Paid off my boys and I'm closed...

This post is part of Nathaniel's "Hit Me With Your Best Shot" series in which the participants must post a single image from a movie he or she deems as the "best shot" for any particular reason.

If more Westerns were like Johnny Guitar, I probably would've seen a lot more films in the genre. Alas, Johnny Guitar is atypical in its camp and more especially in giving two of its best roles to women, specifically Joan Crawford and Mercedes McCambridge. Crawford plays Vienna, an enterprising saloon owner, who faces the ire of the locals who consider her an undesirable outsider. McCambridge's character Emma is an old-time rival of Vienna who seems hell-bent in fueling the fire (and literally does later in the film) of suspicion on Vienna and anyone who associates with her. Their back-and-forth animosity and sniping are my favorite parts of the film even if McCambridge's Emma is a little too one-dimensional in her hysterical villainy.

With that said, McCambridge really gives it her all, with her facial expressions and body language, as evident by all of the above shots of (mostly) her, all of which I strongly considered for my best shot.

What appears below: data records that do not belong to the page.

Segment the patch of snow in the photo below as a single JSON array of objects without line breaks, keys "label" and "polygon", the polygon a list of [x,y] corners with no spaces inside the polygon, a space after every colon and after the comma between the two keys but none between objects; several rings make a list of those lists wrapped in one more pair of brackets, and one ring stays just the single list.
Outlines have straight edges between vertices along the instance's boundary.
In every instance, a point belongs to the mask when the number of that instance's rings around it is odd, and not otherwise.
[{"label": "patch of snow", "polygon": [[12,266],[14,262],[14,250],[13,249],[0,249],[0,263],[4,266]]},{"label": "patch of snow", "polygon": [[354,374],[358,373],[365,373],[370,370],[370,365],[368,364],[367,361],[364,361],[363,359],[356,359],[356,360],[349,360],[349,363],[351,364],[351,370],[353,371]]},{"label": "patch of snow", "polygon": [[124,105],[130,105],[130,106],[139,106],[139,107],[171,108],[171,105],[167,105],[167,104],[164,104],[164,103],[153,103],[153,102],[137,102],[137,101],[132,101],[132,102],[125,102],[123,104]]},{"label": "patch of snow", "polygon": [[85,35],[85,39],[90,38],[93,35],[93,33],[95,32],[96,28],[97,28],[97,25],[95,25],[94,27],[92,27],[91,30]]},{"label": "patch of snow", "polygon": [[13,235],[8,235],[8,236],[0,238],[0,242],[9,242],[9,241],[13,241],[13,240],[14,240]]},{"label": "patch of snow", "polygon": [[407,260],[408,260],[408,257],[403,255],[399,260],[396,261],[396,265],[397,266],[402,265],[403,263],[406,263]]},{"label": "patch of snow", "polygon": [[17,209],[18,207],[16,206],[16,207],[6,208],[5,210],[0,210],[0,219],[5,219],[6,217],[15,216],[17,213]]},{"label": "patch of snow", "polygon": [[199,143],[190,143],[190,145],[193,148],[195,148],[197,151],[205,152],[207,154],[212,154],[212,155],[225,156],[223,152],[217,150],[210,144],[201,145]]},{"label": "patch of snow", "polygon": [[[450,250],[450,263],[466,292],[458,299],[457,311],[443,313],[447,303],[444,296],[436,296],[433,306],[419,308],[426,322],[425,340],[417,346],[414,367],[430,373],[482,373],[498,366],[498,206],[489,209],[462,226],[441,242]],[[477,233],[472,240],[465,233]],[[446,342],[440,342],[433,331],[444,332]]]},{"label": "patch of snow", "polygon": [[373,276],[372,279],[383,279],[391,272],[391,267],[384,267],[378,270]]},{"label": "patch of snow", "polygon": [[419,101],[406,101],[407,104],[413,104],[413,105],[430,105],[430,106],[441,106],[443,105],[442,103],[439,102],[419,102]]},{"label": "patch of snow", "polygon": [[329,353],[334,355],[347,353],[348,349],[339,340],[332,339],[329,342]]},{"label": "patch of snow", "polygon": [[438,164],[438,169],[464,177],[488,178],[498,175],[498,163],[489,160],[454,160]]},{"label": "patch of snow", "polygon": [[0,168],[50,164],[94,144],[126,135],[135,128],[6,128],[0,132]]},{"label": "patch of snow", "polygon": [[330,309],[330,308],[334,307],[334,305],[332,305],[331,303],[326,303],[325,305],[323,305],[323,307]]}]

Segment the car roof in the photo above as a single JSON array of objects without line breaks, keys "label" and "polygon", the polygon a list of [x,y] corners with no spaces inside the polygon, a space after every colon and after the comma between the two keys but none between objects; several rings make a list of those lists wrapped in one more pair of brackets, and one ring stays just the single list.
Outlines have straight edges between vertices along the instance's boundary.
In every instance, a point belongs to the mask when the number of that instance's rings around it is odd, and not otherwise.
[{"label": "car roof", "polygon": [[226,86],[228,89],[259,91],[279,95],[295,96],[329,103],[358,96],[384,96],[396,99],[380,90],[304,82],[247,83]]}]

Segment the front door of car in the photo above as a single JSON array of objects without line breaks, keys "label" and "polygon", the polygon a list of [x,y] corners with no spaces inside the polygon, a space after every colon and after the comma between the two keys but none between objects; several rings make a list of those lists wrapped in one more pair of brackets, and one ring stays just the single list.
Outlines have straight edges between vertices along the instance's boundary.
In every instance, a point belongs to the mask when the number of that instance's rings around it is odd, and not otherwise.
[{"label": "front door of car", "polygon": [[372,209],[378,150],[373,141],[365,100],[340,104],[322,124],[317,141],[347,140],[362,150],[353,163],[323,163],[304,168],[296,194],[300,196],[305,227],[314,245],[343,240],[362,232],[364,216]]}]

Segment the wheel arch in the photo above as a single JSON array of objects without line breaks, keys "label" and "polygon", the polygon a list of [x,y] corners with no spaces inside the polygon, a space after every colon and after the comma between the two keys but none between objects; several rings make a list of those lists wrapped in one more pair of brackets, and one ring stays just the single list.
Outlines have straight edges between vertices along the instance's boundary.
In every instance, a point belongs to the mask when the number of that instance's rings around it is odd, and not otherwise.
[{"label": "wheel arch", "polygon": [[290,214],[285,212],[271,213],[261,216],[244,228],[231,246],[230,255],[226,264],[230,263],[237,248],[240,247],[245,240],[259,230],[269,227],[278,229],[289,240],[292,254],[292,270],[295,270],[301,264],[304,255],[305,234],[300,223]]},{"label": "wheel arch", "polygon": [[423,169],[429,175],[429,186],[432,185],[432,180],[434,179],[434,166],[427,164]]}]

The one at the bottom left especially where she's flanked by her mourning attire wearing posse is such a striking shot.

But my best shot is from the exact same sequence since after all who is the posse and Emma looking at but a smirking Vienna in all her piano-playing glory...

Best Shot

There were many different iterations of this shot. Some slightly closer, a few further away. Her head would sometimes be turned away, etc. Any and all of those shots would be a fine pick since the things that make this a great shot are constant in this sequence. First, there's that wonderful white dress of hers which is juxtaposed beautifully with the rock and earthy background (a gorgeous production detail on its own) as well as the all-black-wearing lynch mob she's addressing. Her makeup, posture, attitude, and line deliveries do the rest as she hilariously takes her enemies to task seemingly without a care in the world. It's a power play through and through and one that fits so perfectly with this role in this film played by this particular actress.

So now that we got that out of the way, I have an actual serious question. Can anyone tell me why this film was titled Johnny Guitar and not Vienna of the West or something? The photo at the very top of the post would be my pick for the image to go with the new and improved title. Right?


  1. LOVE this shot - it's so completely ridiculous (how is that dress so PERFECTLY white?!?!?) but brilliantly composed.

    And yeah, I have no clue as to why this thing was named Johnny Guitar. Maybe because it's his arrival that starts this whole chain of events? But even that is tenuous.

    1. When Turkey was bleeding all over her, I was pretty sure his blood on her dress was the detail that would betray her to the posse. Alas!

  2. Good choice of shot and I've never understood why the film was named after its dullest character either.

    McCambridge is seriously unhinged here. Supposedly after one particularly flashy display of acting the crew broke into applause and when Crawford heard about it she had a fit and made Mercy's life a living hell on the set and had her blackballed for years after. When asked about it years later McCambridge would only say Joan was "a rotten egg lady".